I started the event with, “Let me explain how Benjamin Zander ended up in Smithfield, Rhode Island.” I started telling the story of our first phone call, but he grabbed the microphone and said, “Lauren, sit down. I HAVE to finish this story.” To the erupting laughter of the audience, I conceded!
Over the course of the evening, back and forth between the piano and the audience, Zander introduced three revolutionary concepts to the Bryant campus:
1) You can live in one of two worlds: the world of downward spirals or the world of radiating possibilities.

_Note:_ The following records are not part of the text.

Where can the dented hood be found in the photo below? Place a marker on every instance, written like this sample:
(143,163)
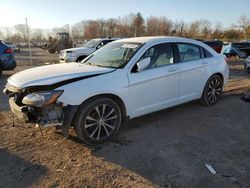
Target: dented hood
(52,74)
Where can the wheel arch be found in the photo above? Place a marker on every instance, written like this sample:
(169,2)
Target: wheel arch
(114,97)
(220,75)
(82,56)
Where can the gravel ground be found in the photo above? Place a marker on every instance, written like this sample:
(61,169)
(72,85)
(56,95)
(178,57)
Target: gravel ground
(165,149)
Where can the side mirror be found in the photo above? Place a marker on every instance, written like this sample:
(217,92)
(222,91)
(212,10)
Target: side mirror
(141,65)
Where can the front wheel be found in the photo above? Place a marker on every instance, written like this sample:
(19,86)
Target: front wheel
(212,91)
(98,120)
(1,71)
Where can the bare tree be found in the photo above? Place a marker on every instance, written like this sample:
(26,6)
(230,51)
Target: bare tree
(245,24)
(138,25)
(22,30)
(217,31)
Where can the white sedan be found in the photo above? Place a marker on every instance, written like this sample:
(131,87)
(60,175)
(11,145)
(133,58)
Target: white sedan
(125,79)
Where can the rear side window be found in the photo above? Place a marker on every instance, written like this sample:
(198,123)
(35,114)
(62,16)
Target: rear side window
(207,53)
(189,52)
(3,47)
(160,55)
(103,43)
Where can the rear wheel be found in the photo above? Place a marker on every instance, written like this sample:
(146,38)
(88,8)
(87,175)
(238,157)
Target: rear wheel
(80,58)
(212,91)
(1,71)
(98,120)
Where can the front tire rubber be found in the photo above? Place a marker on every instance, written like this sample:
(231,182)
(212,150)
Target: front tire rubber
(212,91)
(1,71)
(98,120)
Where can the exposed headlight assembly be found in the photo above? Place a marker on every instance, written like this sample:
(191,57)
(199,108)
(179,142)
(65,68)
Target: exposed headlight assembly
(42,99)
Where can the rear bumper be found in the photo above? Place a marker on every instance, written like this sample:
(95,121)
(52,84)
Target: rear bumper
(9,65)
(17,110)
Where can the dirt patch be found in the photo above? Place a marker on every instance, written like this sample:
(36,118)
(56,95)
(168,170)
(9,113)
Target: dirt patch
(165,149)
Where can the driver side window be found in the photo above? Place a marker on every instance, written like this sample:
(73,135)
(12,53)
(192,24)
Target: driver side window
(160,55)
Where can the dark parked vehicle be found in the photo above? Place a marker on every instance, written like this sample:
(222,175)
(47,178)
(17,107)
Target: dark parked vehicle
(247,65)
(215,44)
(239,50)
(7,60)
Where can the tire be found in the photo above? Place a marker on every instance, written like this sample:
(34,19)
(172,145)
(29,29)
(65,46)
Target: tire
(97,120)
(80,58)
(1,71)
(212,91)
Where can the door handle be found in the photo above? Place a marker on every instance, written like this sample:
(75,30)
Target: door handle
(173,69)
(204,62)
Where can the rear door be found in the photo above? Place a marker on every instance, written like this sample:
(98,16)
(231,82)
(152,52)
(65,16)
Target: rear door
(193,72)
(157,86)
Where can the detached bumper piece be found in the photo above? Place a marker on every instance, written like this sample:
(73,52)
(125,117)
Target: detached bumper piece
(45,117)
(18,111)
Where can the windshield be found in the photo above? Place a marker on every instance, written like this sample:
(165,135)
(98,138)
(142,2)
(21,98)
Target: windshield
(92,43)
(115,54)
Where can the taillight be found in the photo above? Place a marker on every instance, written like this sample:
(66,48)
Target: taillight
(8,51)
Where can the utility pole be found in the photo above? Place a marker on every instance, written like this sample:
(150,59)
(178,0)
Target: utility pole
(28,33)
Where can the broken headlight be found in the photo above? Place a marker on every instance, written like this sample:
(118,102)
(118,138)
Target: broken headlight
(42,99)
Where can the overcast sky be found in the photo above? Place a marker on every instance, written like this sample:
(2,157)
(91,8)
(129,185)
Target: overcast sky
(55,13)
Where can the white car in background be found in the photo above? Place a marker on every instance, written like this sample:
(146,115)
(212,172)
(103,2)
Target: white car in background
(13,46)
(78,54)
(125,79)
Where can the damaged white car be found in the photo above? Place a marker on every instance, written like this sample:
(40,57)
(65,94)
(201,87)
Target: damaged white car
(124,79)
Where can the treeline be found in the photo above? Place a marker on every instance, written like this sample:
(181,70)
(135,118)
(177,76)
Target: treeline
(135,25)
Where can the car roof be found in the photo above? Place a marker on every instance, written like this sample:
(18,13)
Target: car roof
(158,39)
(153,39)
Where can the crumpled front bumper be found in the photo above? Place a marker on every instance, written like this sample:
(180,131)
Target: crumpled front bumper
(17,110)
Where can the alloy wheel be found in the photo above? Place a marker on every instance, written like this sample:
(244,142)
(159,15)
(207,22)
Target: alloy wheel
(214,90)
(101,122)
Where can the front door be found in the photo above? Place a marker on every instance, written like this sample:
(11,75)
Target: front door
(156,87)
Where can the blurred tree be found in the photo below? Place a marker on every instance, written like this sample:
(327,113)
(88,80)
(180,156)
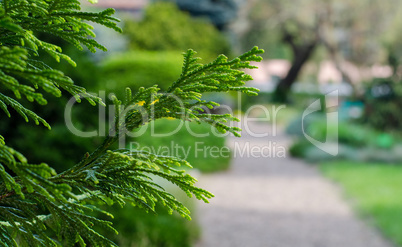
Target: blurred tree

When you are trapped in downward spirals, everything is either a success or a failure. For example, our country’s educational system - either an A or an F. And what happens when you
reach your A? Is that it? Is it only down from there? Most of what we read in the newspapers, or see on TV, are downward spirals. For example, “Sports… Survivor… The Apprentice… Paris Hilton telling you what she thinks about the world.”
However, over in the world of radiating possibilities, you don’t know WHAT’S going to happen! You just know it’s going to be good. Possibilities and opportunities radiate in every which way. Instead of stopping for that “A” you create your own grade, outside the realm of traditional measurements.
2) In order to live in the latter world, you must be able to enroll others in your mission. The example he used was how we enrolled him to come speak at Bryant for free. “Usually people offer me a lot of money to come speak. Lauren offered me nothing!” Instead, I tried my best to show him all of the non-monetary value there was in coming to speak to so many passionate, entrepreneurial students. Enroll others in your mission by opening up possibilities for them they didn’t even know were there.
3) THE FACTOR. Every single moment of your life you have a chance to be a leader. To be a leader, you must open up possibilities for others that they never knew, nor imagined, were there. Anyone can manage employees, but to continually and passionately open up possibilities for others is a skill worth admiring and emulating.
Having the factor simply means that you are not only living in the world of radiating possibilities, but are also actively enrolling others to join you.
The evening itself was an unforgettable moment in Bryant’s history of events and we deeply thank Benjamin Zander for transforming the mindset of tomorrow’s young leaders.